This year my garden has kinda.... stunk. Big time. The only thing that seems to be doing well are my jalapenos.
Since we have a ton to use up, dinner the past few weeks has been a tad on the spicy side. Our peppers this year are fire breathing hot!
They actually make you sweat! Hubs has to keep a napkin close by just to wipe his brow with every bite! But we secretly love the pain these peppers put us through!
The thing I love most about this soup is the roasted tomatoes. I am obsessed with them. They get so sweet and rich when they are nice and roasted/caramelized.
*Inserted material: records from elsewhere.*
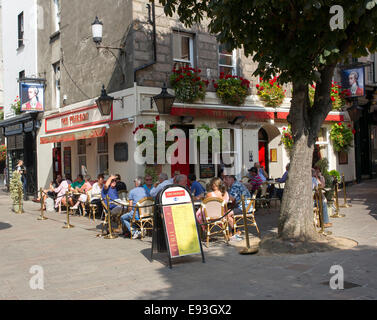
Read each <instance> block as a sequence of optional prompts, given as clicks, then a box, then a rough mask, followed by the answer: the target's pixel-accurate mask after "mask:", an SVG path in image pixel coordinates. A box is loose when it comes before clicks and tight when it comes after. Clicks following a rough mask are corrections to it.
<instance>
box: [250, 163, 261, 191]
mask: <svg viewBox="0 0 377 320" xmlns="http://www.w3.org/2000/svg"><path fill="white" fill-rule="evenodd" d="M249 173H250V176H251V177H250V179H249V183H250V185H251V192H254V191H256V190H258V189H259V187H260V186H261V184H262V183H263V180H262V179H261V177H260V176H259V174H258V169H257V168H256V167H252V168H250V169H249Z"/></svg>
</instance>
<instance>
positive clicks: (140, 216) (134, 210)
mask: <svg viewBox="0 0 377 320" xmlns="http://www.w3.org/2000/svg"><path fill="white" fill-rule="evenodd" d="M152 205H154V199H153V198H152V197H145V198H143V199H140V200H139V201H138V202H137V203H136V205H135V209H134V214H133V216H132V220H131V228H132V225H137V227H138V228H139V229H140V232H141V238H143V237H144V233H145V231H146V230H153V212H154V206H152ZM143 206H148V207H146V208H142V207H143ZM136 212H139V220H136ZM131 239H132V236H131Z"/></svg>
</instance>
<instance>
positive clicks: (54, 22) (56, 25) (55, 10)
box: [53, 0, 60, 32]
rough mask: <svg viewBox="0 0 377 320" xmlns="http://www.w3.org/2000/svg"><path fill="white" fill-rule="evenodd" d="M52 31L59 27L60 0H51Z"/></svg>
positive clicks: (55, 31)
mask: <svg viewBox="0 0 377 320" xmlns="http://www.w3.org/2000/svg"><path fill="white" fill-rule="evenodd" d="M53 2H54V3H53V17H54V32H57V31H59V29H60V0H53Z"/></svg>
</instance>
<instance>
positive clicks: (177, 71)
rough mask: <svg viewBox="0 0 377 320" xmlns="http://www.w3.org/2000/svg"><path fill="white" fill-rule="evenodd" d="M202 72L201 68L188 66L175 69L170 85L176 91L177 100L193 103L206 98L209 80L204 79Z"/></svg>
mask: <svg viewBox="0 0 377 320" xmlns="http://www.w3.org/2000/svg"><path fill="white" fill-rule="evenodd" d="M200 72H201V70H200V69H194V68H191V67H187V66H186V67H181V68H178V69H175V68H174V69H173V73H172V74H171V76H170V85H171V86H172V88H173V89H174V91H175V96H176V99H177V101H179V102H183V103H193V102H195V101H197V100H199V99H200V100H204V98H205V95H206V88H207V86H208V83H209V81H208V80H202V78H201V77H200V76H199V74H200Z"/></svg>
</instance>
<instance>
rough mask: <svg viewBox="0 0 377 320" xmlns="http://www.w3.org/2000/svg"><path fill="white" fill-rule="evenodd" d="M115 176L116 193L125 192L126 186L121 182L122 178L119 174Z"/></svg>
mask: <svg viewBox="0 0 377 320" xmlns="http://www.w3.org/2000/svg"><path fill="white" fill-rule="evenodd" d="M115 176H116V178H115V180H116V182H117V185H116V189H117V191H118V192H119V191H121V190H125V191H127V186H126V184H125V183H124V182H123V181H121V180H122V178H121V177H120V174H119V173H117V174H116V175H115Z"/></svg>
With the added jalapenos it's instantly a guy favorite for those game day or tailgate parties now that football has started back up. You can make it ahead of time, or even in the crock pot!
Roasted Jalapeno, Tomato and Chicken Soup
1 1/2 lbs of tomatoes quartered
2-4 jalapenos (depends on your tolerance for heat!)
1 large yellow onion peeled and quartered
1/4 cup of olive oil
1/2 tsp salt
2 tsp minced garlic
6 cups of chicken stock
1 tsp cumin
the juice of one lime
2 chicken breasts cooked and shredded
2/3 of a cup of whole milk
Salt and pepper to taste
Optional garnish ideas:
Preheat oven to 450.
On a baking sheet, lay tomatoes, onions and jalapenos out. Drizzle olive oil and salt. Bake for about 20 minutes or until they are nice and roasted/caramelized.
Add roasted veggies to a large pot, along with your garlic, chicken stock, cumin and lime juice.
With an immersion blender, blend until smooth.
Add in chicken, simmer for about 15 minutes on medium/low heat. Mix in milk. continue to simmer for an addition 5-10 minutes. Salt and pepper to taste.
Serve with optional garnishes.
*To make without an immersion blender, transfer into a blender or food processor and process until smooth. Pour soup back into the pot when finished and continue proceeding steps.
*To make in a crock pot. Roast veggies as directed. Blend with chicken stock. Pour into a crock pot with remaining ingredients. Cook on low for 4 hours.